Relay: Words Get In the Way
The first photograph of mine that was published in this paper was, I believe, in 1979. It was on the cover, and it was of Pete Kromer, a haul-seiner and a friend, kneeling on the ocean beach at the end of a giant bag of weakfish while simultaneously tossing two in the air to his truck.
It was one of those Decisive Moment kinda photographs, that still stands with the best of my work. It was also shot on Tri-X, the once much-revered weapon of photojournalists the world over. The only problem with this photograph was the caption, which I didn’t write and only saw when the paper came out the next day.
The caption read, “Bass, mostly.” This meant striped bass, and the problem with that was that there was not a single striped bass in that net. They were all weakfish.
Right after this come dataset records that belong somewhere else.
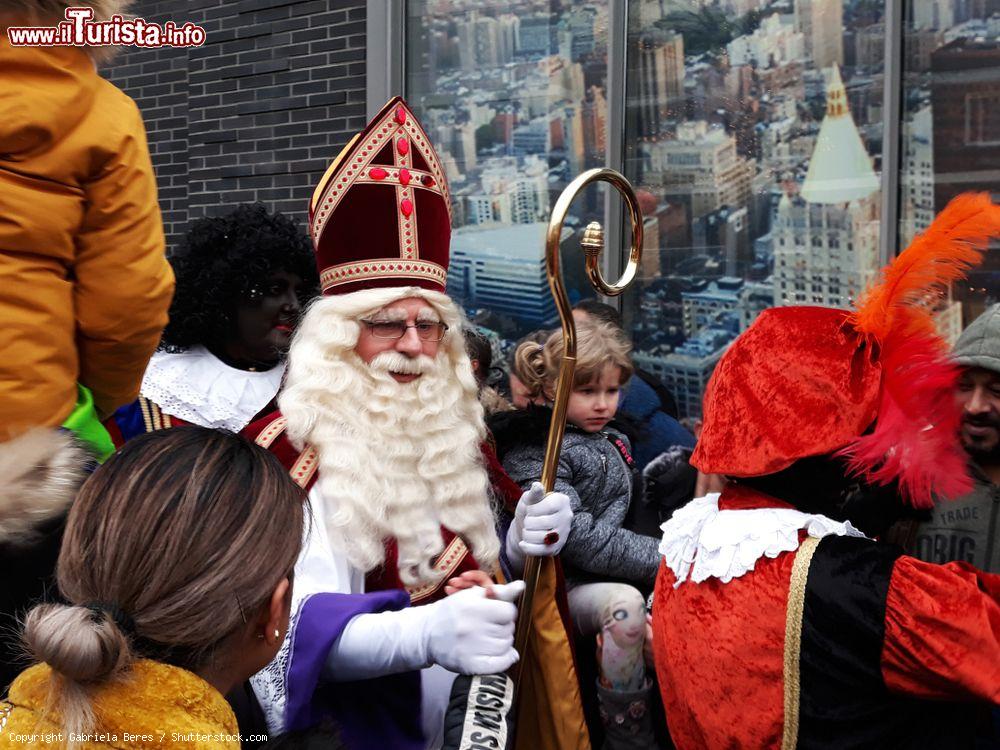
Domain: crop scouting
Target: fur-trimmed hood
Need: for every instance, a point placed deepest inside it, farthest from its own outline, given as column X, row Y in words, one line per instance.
column 40, row 472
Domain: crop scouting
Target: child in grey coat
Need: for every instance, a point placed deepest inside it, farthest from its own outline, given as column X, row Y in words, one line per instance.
column 601, row 558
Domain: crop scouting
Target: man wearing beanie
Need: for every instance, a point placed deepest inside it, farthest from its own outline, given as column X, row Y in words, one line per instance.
column 777, row 623
column 381, row 423
column 968, row 528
We haul-seiners at that time were facing mounting pressure on the political side and from the lobby of sports fishermen, who were trying to end a way of fishing that was a tradition out here for over 300 years. So any reference to large numbers of striped bass caught by us were just used as ammunition against us. Needless to say, I was in a boatload of trouble for weeks back down at the beach.
I had caption trouble and just plain photo trouble two more times at The Star, and while I won’t name the person who did me in the second and third times, I will say that I had nothing to do with either incident.
The second debacle came when I gave a photograph to the then-photo editor to hang on her refrigerator to help motivate her to stay on her diet. It was a photograph of my good friend Carlos Anduze sitting cross-legged on a kitchen floor in the Dominican Republic with a makeshift white turban on and dark sunglasses. Lisa de Kooning was with us, and being the animal lover that she was, there was a lot of canned dog food at our cottage that she would give freely to all of the underfed island dogs.
So my (it was just a joke between Carlos and me, and he even said, “Cono, take my picture”) photograph of the sinister-looking Arab with a heaping spoonful of Alpo inches from his mouth goes on the letters page of The Star. I don’t even remember what that caption said, and it did not matter because the angry “how dare you, there are starving children in the world” letters to the editor came pouring in.
The third and final incident involved a photograph that I took and would have actually put in the paper myself, but again, it was the caption that hung me out to dry. These three incidents are in my mind not a bad track record considering the fact that I’ve probably had thousands of my photographs in The Star.
Anyway, this was an early morning, nicely lit pastoral scene photograph of a black woman holding a white baby down near Town Pond. Again, I took it and I would have, and probably did, put it in the paper myself. It was the caption (that I didn’t write), the single word “Harmony,” that brought on a second torrent of “How dare you? Racial inequality, you should be ashamed of yourself” and on and on, letters to the editor.
I really disagreed with these people because I took this photograph and I didn’t see that at all. It was the caption, I guess, that really rattled them.
In defense of The Star, there are many people out there poised to strike whenever anything is printed these days, and although it is now more in the form of an online comment, as opposed to a letter to the editor, many of them, plainly put, have nothing better to do than chip away back and forth on and on at any topic. The ones who are really good at it can take a topic a simple as making gazpacho and turn that into a hateful tirade against President Obama.
Tonight, I’m traveling to Greece for a week, and hopefully the Zaatari Refugee Camp in Jordan, which is now home to over 90,000 people who have fled the war in Syria. The camp is eight miles from the border of Syria. It is in these two locations that I hope to take a lot of photographs that don’t need any captions. Not one single word.
Doug Kuntz, an award-winning photojournalist who once served as this paper’s photo editor, is now a contributing photographer to The Star.